Alcuni genitori infatti si sarebbero molto preoccupati alla notizia dei Carabinieri presenti a scuola in riferimento alla presenza di uno studente armato di coltello, ma proprio l'immediato arrivo degli uomini dell'Arma sulla pronta segnalazione della scuola rappresenta un esempio plastico della cooperazione tra scuola e forze dell'ordine nella prevenzione e nella gestione di situazioni di disagio o di fragilità.

"Serve ritrovare la fiducia nella scuola - prosegue Ferrari- da tempo ormai cooperiamo con le istituzioni con interventi in classe, soprattutto nel biennio e nelle classi terze, che sono quelle più delicate da questo punto di vista. Gli uomini in divisa rappresentano un valore importante per gli studenti e per il rispetto dei ruoli educativi. E' fondamentale poi la collaborazione con le famiglie perchè naturalmente la scuola, pur essendo a tutti gli effetti una palestra di vita, non è la sola agenzia educativa. mettiamo a disposizione anche uno sportello psicologico a cui si possono rivolgere sia i ragazzi che i genitori in caso di problematiche difficili da gestire".

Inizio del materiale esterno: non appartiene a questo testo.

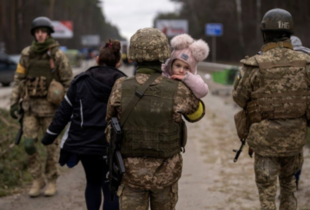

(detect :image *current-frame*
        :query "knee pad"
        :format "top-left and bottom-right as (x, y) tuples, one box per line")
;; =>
(24, 138), (37, 155)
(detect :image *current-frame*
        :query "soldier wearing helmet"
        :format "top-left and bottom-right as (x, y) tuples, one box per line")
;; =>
(233, 9), (310, 210)
(10, 17), (72, 197)
(106, 28), (204, 210)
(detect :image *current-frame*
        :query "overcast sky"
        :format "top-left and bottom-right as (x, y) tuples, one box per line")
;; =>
(102, 0), (179, 41)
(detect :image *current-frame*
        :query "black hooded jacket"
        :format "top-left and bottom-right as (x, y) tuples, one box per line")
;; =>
(46, 66), (126, 155)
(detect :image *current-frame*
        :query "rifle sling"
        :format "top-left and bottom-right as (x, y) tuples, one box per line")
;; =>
(120, 73), (160, 126)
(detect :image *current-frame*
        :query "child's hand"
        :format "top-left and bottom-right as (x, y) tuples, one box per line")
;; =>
(171, 74), (185, 80)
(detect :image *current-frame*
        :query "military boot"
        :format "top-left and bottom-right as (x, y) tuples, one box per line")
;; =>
(44, 180), (57, 196)
(29, 177), (45, 198)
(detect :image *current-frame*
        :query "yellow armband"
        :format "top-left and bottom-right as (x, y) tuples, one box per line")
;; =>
(16, 63), (26, 74)
(186, 101), (205, 122)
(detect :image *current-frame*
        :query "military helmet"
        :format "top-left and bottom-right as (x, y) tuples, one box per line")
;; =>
(291, 36), (302, 47)
(128, 28), (171, 62)
(31, 17), (54, 36)
(260, 8), (294, 34)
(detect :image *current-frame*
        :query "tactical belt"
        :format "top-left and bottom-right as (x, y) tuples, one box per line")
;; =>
(247, 91), (310, 123)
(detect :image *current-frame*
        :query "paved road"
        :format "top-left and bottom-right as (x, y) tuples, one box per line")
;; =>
(0, 68), (310, 210)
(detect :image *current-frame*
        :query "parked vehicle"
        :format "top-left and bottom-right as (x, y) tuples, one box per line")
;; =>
(64, 49), (82, 67)
(0, 52), (17, 86)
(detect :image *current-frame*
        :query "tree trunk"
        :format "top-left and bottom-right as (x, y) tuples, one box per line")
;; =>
(49, 0), (55, 20)
(236, 0), (244, 51)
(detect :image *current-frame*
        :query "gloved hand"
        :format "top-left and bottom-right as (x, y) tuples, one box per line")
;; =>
(41, 133), (57, 146)
(10, 103), (19, 120)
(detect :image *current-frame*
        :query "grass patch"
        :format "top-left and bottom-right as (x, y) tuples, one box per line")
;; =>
(0, 109), (46, 197)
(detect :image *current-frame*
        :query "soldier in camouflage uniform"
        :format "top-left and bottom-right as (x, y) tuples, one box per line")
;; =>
(233, 9), (310, 210)
(107, 28), (204, 210)
(10, 17), (72, 197)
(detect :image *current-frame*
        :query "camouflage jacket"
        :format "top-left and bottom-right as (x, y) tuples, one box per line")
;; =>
(11, 46), (73, 117)
(106, 73), (204, 189)
(233, 40), (310, 156)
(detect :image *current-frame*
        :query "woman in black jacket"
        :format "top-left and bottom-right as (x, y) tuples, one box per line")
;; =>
(42, 40), (126, 210)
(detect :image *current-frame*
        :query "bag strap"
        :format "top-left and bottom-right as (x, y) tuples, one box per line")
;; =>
(120, 73), (160, 126)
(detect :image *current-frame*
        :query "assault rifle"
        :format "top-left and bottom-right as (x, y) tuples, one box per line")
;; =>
(233, 139), (253, 162)
(233, 139), (245, 162)
(108, 117), (125, 201)
(15, 104), (25, 145)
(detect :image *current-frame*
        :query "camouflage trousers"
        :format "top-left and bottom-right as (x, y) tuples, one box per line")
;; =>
(23, 113), (59, 180)
(254, 153), (303, 210)
(117, 182), (178, 210)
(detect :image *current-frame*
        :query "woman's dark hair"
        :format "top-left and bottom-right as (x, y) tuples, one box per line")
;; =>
(98, 39), (121, 67)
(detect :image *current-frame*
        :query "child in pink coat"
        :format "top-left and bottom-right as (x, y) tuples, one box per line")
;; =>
(162, 34), (209, 98)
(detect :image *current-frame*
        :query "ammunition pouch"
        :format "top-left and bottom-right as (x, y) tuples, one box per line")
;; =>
(180, 121), (187, 152)
(26, 76), (47, 98)
(24, 138), (37, 155)
(47, 79), (65, 106)
(234, 110), (251, 139)
(247, 91), (310, 123)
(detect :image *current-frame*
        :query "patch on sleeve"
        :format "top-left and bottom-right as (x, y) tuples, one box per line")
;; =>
(16, 63), (26, 74)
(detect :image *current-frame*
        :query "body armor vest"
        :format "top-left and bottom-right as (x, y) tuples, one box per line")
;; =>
(247, 55), (310, 123)
(121, 77), (182, 158)
(26, 54), (59, 97)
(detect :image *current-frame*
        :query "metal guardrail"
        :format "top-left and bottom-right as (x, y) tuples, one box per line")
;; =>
(198, 62), (241, 72)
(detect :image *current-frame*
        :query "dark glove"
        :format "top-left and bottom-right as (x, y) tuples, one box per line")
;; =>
(41, 133), (58, 145)
(10, 103), (19, 120)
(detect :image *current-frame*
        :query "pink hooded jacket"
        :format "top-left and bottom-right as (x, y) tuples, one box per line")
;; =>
(162, 34), (209, 98)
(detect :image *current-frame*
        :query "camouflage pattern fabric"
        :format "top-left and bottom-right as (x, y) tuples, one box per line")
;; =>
(254, 153), (303, 210)
(128, 28), (171, 62)
(23, 113), (59, 180)
(233, 39), (310, 156)
(233, 40), (310, 210)
(11, 46), (73, 110)
(106, 73), (200, 190)
(117, 182), (178, 210)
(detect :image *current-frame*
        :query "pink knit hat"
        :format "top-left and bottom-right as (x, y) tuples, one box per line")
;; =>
(165, 34), (209, 75)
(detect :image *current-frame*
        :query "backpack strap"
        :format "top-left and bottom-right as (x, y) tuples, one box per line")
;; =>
(120, 73), (161, 126)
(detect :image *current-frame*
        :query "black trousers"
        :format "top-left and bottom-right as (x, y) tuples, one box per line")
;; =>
(79, 155), (119, 210)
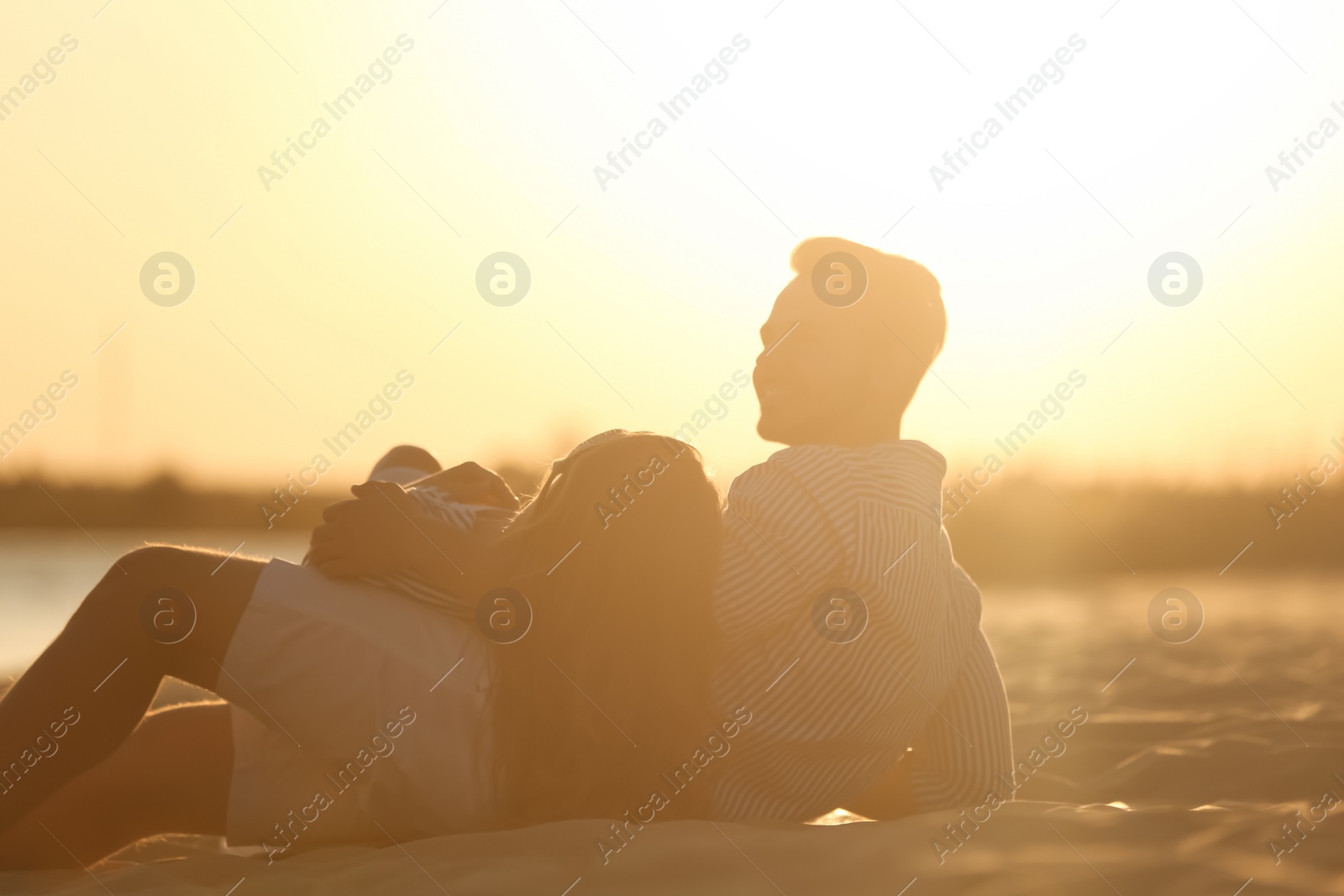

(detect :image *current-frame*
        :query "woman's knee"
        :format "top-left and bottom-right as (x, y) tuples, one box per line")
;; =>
(70, 544), (236, 645)
(70, 545), (184, 634)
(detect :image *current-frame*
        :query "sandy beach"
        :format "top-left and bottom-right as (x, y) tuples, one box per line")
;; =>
(0, 576), (1344, 896)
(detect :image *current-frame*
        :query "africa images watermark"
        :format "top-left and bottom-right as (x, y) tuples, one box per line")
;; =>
(942, 371), (1087, 520)
(0, 371), (79, 459)
(594, 706), (751, 865)
(257, 371), (415, 529)
(672, 369), (751, 445)
(1265, 438), (1344, 529)
(0, 706), (79, 797)
(0, 34), (79, 121)
(929, 34), (1087, 193)
(593, 439), (685, 529)
(257, 34), (415, 193)
(260, 706), (417, 865)
(929, 706), (1087, 865)
(1265, 94), (1344, 193)
(593, 34), (751, 193)
(1266, 775), (1344, 865)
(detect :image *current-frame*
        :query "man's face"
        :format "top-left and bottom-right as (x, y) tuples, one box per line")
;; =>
(753, 278), (871, 445)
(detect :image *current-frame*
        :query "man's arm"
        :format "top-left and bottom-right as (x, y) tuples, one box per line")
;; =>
(309, 482), (496, 600)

Nella fattispecie dell'episodio di mercoledì, la dirigente spiega che oggi il ragazzo non era presente in classe, ma non per un provvedimento disciplinare emesso dalla scuola: "Quello eventualmente arriverà, ma non possiamo emettere immediatamente un provvedimento, ci sono degli step da rispettare: per prima cosa oggi incontrerò il papà del ragazzo per un colloquio, quindi ci sarà un confronto con i rappresentanti dei genitori e quindi un consiglio di istituto straordinario. Sono passaggi dovuti, esiste un protocollo. Non so se oggi lo studente sia rimasto a casa in conseguenza dell'indagine in corso, di cui peraltro io non so nulla in quanto di competenza dei Carabinieri. Faremo tutti i passaggi dovuti, dopodichè decideremo come procedere".

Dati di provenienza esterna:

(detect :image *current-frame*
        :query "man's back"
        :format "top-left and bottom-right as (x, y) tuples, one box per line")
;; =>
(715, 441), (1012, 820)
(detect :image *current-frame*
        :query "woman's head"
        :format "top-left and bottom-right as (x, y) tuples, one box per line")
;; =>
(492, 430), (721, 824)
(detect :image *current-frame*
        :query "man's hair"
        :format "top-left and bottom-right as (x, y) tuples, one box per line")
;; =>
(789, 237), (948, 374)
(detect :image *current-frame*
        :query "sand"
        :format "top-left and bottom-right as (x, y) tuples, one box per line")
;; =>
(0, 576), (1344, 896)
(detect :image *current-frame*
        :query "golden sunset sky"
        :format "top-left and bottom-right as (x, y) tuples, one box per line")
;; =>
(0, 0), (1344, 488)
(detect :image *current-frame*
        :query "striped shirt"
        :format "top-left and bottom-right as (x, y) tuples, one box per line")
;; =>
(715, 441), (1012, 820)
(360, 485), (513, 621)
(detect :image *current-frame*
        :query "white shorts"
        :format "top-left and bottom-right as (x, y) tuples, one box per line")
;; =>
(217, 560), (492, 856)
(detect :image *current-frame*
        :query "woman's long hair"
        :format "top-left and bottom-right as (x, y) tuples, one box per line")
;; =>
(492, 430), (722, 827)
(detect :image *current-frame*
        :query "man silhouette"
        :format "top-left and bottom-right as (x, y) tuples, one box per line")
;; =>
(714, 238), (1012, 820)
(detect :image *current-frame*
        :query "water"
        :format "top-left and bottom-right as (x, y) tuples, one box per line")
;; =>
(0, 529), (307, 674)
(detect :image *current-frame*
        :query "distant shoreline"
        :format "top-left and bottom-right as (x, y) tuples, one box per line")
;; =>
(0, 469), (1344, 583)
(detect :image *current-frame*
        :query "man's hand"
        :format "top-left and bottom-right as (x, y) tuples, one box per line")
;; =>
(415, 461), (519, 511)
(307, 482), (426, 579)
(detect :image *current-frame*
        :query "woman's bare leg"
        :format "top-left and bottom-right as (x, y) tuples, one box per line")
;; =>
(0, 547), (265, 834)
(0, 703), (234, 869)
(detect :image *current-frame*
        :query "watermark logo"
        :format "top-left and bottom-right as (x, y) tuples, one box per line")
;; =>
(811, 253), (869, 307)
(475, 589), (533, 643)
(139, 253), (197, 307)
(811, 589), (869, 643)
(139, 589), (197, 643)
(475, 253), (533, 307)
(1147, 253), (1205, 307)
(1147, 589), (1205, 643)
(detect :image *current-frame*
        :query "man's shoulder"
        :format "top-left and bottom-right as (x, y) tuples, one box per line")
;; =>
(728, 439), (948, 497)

Di certo, con le nuove disposizioni entrate in vigore dal 25 febbraio col Decreto Sicurezza 2026, le pene sono state inasprite in merito al porto di coltelli e lame, dunque anche sul piano penale il giovane potrebbe andare incontro a problemi importanti. A molti inoltre sarà venuto alla mente il recente drammatico fatto di cronaca di La Spezia, dove lo studente 18enne Abanoub Youssef era morto dopo aver ricevuto una coltellata nel corridoio della sua scuola da un compagno di classe, notizia a seguito della quale si era parlato di aprire all'uso del metal detector all'ingresso delle scuole.

Abbiamo chiesto allora alla dirigente Ferrari la sua opinione in merito: "Tutto ciò che può aiutare è ben accetto. Recentemente c'è stato un incontro tra dirigenti scolastici, prefetto e ufficio scolastico territoriale da cui è derivato un protocollo per regolamentare i controlli a campione all'ingresso di tutte le scuole del territorio. Sicuramente è un aiuto ed un deterrente, anche perchè noi insegnanti non possiamo frugare nei loro zaini e nelle loro tasche. Come detto prima, la presenza degli agenti in divisa è sicuramente un aspetto significativo per i ragazzi".